O fauno representa o contato bucólico com a natureza ele serve como uma conexão entre os dois mundos, mas não é um personagem totalmente confiável; o labirinto é a busca da verdade, mas também do perigo; a árvore e o sangue estão associados à vida; o homem pálido representa o poder e a opressão do mundo real; O Capitão Vidal sempre preso ao seu relógio está a representação do tempo e do deus Cronos.
O número 3 é uma constante no filme (as 3 provações de Ofélia as 3 fadas...); na mitologia antiga esse número representava a divindade, enquanto na religião cristã está associado à natureza de Deus e à Santíssima Trindade. Del Toro constrói, portanto, um universo divino perfeito como se fosse um mito.

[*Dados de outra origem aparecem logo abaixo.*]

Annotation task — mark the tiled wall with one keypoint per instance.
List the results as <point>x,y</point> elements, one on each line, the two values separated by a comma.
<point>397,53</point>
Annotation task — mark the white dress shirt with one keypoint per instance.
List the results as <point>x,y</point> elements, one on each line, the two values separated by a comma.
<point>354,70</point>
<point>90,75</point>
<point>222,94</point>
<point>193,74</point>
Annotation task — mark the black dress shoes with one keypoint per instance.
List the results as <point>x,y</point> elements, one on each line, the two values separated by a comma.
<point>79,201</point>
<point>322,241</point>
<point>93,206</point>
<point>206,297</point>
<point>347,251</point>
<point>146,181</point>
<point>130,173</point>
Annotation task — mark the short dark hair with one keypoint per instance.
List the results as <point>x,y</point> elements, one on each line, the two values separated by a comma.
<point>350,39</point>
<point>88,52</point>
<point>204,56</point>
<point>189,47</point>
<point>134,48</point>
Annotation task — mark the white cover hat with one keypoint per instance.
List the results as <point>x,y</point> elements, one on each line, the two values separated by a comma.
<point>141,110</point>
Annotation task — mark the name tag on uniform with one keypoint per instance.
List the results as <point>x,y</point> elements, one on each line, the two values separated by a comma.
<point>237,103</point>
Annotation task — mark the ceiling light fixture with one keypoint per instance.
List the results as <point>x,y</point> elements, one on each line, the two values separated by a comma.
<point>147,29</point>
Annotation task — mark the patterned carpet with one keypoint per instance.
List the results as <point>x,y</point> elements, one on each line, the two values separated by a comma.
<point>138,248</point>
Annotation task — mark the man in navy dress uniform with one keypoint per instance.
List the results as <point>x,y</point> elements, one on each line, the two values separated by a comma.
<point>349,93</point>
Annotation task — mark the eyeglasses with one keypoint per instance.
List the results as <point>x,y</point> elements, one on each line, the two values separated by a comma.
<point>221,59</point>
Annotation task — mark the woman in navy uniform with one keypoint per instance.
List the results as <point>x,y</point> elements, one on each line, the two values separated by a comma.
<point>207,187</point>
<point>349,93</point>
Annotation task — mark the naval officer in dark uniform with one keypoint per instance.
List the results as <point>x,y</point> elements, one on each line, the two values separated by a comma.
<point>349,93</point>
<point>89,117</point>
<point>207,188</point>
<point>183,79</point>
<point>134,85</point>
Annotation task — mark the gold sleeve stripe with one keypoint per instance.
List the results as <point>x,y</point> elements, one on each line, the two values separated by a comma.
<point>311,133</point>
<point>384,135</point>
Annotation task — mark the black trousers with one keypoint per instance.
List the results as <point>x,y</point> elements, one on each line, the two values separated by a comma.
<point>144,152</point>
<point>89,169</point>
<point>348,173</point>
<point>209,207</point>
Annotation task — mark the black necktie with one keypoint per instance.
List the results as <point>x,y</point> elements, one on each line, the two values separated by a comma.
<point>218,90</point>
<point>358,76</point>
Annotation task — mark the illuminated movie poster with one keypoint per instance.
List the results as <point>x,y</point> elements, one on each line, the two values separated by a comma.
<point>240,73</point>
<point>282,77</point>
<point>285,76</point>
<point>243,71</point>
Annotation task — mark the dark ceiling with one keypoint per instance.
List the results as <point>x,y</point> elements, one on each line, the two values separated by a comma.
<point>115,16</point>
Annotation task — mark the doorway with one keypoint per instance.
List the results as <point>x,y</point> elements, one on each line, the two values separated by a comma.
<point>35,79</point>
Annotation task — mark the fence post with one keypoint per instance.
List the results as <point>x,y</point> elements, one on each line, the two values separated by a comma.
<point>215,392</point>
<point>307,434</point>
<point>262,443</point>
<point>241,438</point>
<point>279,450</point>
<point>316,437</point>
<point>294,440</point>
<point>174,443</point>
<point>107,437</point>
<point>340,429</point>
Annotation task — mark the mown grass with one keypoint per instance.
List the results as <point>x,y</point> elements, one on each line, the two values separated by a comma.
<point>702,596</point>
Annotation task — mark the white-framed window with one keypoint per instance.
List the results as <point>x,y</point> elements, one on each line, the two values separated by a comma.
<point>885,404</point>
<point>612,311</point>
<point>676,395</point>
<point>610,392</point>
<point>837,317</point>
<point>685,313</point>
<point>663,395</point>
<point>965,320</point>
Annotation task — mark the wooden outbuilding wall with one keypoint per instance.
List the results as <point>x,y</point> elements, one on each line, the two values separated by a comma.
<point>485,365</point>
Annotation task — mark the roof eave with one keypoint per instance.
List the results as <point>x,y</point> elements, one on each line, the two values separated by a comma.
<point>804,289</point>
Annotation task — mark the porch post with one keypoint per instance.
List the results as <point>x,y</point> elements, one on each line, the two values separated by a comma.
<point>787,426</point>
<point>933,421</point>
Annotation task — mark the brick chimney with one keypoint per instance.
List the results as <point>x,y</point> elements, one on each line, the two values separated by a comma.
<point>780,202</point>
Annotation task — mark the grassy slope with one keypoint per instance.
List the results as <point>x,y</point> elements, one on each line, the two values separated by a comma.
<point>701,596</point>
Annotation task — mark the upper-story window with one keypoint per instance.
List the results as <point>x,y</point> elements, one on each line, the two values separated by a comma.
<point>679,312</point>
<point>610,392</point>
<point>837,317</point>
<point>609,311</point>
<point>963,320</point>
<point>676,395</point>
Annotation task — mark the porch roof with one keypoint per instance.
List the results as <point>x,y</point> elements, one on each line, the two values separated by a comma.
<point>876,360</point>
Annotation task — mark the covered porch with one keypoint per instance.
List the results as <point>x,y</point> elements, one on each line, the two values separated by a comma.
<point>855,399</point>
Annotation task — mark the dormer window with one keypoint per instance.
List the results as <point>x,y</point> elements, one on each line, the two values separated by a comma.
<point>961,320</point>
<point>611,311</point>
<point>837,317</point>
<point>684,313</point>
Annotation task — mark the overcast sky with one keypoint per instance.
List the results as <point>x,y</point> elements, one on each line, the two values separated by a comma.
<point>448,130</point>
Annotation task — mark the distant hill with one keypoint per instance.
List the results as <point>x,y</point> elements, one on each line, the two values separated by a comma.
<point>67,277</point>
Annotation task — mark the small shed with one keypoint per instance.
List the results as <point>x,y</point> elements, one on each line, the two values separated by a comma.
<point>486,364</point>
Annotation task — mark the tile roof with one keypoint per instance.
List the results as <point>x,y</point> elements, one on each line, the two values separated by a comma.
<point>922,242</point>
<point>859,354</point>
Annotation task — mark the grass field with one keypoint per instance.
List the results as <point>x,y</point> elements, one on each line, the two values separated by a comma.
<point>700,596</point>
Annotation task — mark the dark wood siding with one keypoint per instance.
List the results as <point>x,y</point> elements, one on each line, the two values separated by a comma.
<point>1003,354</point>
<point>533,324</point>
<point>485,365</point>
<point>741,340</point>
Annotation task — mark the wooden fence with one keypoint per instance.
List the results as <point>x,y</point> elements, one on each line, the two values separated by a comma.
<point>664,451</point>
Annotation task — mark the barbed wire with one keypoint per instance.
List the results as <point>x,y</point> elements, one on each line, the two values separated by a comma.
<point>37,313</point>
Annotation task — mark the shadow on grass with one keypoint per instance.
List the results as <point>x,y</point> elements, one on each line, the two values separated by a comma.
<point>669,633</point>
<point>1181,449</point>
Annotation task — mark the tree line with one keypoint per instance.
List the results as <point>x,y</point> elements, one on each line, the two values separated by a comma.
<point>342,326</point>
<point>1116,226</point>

E como em todos os mitos é regido por um ensinamento: a desobediência. Del Toro molda uma realidade onde existe uma única linha de pensamento, uma realidade em que desobedecer se torna uma obrigação; vários personagens como a médica Mercedes e os guerrilheiros decidem desobedecer. A desobediência assume assim duas faces: leva ao erro quando Ophelia cai na tentação de experimentar as frutas que encontra na mesa do Homem Pálido mas acaba por ser a escolha certa quando decide desobedecer para as fadas.
Os personagens representam a realidade, mas são desenhados de acordo com arquétipos : Não existem personagens neutros, apenas bons ou ruins. Del Toro assume uma posição completamente subjetiva e nunca imparcial, posicionando-se claramente ao lado da resistência guerrilheira e de todos os personagens que desobedecem ao mesmo tempo que enaltece a feminilidade.
Depois de ver o filme, a pergunta é: a aventura de Ophelia é real ou é fruto da imaginação de uma menina? Del Toro diz claramente que tudo é real.
Porque só gente como você, capitão, obedece sem pensar tão instintivamente!